Email is extremely non-brittle, and everyone following the RFC is one main way it is able to be non-brittle. What is naive here, is that you think things are the way there are, for no reason.
Mail is decades old, built upon millions of hours of work crafting software, RFC standards, and works the way it does, including bounces, to ensure stability.
A 5xx error means 'perm failure'. There are a variety of 5xx class responses, from 'user account deleted' to 'no such domain'. It is, in fact, a working mail system, which responds with 5xx, or 4xx (temp fail) or 2xx (received OK) messages.
A severely broken system is incapable of even responding.
For a mail system to respond with 5xx, when it is internally broken, is 100% a configuration issue. Every MTA on the planet, is designed (eg, postfix, sendmail, etc) to respond with a 4xx TEMP fail message if something is borked. A milter gone bad. A library missing. A full disk. A config issue. An issue forking. Memory limits. All of it.
By default, MTAs are designed to 4xx(tempfail) on those errors. Loads, and loads, and loads of work to ensure that. Code meticulously crafted. This is how good engineering works. This is how the RFC works.
You either get no ACK for your SYN, because it is so borked, or you get a 4xx if it can run, but has a failure condition.. OR someone did something very, very wrong.
I understand your angst, but the real problem isn't the RFC, or the sender not retrying. The problem is:
- the MTA was up and running
- it had an error condition on its back end
- whomever set everything up, didn't taking into account internal failure conditions, and to respond with a 4xx if that was the case
THAT is where the "good engineering" failed.
Mail accounts are deactivated all the time. Domains are deactivated all the time. 5xx tells us this. Someone replying with 5xx, when they did not mean to, has a configuration issue on their end.
That's all there is to it.
I'll put this another way.
What you want to do is make 5xx like 4xx, because you feel there should never be any way for a SMTP server to say "No, really, this email address doesn't exist.. don't bother trying again".
I just realised that you may not get the other side of the scenario.
On a 5xx series response, you bounce. Where does the bounce go? Back to the original sender.
This is the 'closing of the loop'. Original sender sees the message was not sent successfully. They can now retry, resend, make a phone call, whatever.
"Hey Bob, what was your email address again? I got a bounce.
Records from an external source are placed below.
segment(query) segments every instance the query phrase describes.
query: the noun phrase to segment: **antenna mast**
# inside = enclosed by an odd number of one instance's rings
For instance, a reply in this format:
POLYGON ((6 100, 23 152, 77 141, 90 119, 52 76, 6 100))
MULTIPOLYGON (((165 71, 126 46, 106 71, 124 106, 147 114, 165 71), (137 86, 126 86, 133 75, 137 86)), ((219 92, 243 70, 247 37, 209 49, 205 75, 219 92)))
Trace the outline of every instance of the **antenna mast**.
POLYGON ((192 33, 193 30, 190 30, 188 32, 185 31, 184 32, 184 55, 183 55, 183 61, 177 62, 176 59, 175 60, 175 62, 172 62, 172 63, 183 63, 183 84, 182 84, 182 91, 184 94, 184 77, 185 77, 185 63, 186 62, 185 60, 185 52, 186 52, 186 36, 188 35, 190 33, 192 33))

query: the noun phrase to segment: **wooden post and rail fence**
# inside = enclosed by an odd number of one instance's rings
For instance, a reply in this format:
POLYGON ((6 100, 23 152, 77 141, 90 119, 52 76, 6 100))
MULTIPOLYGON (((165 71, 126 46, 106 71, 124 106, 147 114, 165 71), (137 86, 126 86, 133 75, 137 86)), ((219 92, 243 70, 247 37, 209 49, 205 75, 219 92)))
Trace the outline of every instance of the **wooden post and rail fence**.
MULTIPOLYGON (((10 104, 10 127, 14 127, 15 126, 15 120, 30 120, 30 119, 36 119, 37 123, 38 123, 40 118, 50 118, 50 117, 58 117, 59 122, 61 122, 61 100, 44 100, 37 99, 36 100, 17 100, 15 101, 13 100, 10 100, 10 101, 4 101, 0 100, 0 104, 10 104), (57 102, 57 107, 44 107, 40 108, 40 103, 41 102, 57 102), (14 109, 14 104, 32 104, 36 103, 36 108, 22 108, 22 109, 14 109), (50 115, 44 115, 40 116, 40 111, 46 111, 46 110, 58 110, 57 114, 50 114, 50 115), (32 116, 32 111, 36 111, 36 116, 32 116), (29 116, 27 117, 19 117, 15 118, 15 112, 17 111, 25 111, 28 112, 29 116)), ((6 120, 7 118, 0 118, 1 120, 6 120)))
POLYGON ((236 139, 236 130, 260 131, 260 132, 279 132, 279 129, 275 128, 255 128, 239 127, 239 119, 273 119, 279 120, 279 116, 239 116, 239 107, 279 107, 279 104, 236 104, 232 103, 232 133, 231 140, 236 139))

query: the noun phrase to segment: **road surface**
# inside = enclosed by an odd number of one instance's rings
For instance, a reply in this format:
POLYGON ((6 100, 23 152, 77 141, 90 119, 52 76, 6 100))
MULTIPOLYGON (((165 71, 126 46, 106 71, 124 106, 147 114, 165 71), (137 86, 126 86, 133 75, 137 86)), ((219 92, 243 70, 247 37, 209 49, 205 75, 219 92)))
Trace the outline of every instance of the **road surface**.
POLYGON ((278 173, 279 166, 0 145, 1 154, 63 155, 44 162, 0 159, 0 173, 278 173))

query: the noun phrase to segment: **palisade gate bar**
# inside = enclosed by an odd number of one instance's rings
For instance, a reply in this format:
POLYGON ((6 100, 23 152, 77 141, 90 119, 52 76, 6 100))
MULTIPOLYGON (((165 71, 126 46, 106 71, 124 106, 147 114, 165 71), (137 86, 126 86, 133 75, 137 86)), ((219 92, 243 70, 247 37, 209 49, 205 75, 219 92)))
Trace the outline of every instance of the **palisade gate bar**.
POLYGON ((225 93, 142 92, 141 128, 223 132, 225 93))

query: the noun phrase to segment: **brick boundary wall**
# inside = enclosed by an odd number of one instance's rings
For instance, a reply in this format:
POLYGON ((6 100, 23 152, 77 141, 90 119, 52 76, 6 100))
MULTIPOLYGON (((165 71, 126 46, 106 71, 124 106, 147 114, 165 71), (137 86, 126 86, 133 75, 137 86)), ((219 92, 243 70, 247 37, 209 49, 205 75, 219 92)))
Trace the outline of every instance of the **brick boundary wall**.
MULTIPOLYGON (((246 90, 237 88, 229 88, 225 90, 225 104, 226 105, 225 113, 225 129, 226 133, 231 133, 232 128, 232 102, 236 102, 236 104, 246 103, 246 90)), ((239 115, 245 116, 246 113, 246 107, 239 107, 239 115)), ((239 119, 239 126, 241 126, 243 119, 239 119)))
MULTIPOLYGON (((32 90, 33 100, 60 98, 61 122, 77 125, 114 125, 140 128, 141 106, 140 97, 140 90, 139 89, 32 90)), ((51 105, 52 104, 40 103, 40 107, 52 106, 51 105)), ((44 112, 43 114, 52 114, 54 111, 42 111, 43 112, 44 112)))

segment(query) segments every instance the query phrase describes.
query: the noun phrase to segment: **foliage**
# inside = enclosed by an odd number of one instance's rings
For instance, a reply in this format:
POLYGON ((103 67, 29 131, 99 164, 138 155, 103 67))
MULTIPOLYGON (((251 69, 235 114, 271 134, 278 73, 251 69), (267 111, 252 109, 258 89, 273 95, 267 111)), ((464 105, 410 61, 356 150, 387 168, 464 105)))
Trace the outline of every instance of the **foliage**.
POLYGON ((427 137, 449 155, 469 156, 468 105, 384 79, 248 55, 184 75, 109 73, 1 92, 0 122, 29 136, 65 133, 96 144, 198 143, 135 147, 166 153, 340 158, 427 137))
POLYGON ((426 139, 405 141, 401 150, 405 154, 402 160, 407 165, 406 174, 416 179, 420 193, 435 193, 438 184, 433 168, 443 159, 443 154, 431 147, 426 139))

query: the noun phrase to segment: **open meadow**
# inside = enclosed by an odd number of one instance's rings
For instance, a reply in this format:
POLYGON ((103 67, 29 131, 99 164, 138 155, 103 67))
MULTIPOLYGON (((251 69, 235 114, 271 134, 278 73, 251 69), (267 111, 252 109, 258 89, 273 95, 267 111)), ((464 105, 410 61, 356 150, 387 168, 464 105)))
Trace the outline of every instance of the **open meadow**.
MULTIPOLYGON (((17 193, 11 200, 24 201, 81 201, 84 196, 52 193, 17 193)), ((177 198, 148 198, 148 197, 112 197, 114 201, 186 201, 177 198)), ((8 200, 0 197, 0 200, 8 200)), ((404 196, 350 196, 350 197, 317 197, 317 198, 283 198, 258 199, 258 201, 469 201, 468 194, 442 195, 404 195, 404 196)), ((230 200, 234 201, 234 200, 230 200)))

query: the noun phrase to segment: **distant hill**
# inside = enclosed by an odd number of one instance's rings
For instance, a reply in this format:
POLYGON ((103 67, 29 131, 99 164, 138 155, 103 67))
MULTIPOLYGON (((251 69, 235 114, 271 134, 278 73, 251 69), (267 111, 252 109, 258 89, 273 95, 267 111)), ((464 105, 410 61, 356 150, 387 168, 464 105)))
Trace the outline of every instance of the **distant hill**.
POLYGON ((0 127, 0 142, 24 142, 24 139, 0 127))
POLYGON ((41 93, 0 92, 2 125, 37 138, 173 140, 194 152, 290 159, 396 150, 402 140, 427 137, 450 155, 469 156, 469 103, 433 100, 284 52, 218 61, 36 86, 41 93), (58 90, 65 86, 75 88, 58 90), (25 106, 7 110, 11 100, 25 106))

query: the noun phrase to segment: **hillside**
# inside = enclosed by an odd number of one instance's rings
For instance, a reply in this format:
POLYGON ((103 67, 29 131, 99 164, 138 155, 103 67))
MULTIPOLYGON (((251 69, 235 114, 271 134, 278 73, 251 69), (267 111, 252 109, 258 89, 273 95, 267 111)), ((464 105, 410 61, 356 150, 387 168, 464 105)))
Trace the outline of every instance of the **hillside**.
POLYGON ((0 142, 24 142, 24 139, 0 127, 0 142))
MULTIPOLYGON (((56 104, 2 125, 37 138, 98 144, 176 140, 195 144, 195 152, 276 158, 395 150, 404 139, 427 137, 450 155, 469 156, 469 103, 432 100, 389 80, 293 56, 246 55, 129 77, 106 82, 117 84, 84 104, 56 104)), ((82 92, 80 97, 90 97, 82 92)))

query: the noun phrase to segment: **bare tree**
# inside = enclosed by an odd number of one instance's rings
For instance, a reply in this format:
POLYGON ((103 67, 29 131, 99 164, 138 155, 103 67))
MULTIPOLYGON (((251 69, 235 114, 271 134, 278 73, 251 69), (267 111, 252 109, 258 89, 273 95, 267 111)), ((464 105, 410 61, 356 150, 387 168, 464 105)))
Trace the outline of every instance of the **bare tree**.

Ohhh, damn, I typed bod@ instead of bob@. I'll fix and resend.
That's how it works.
That's how it works for:
- a typo in the email address
- when an account is deleted (and maybe your friend has a new email address)
- the remote mail admin did something horribly, horribly wrong, and it bounced as a result
(Horribly, horribly wrong being -- they told their own mail servers that accounts did not exist, who helpfully passed that info on.)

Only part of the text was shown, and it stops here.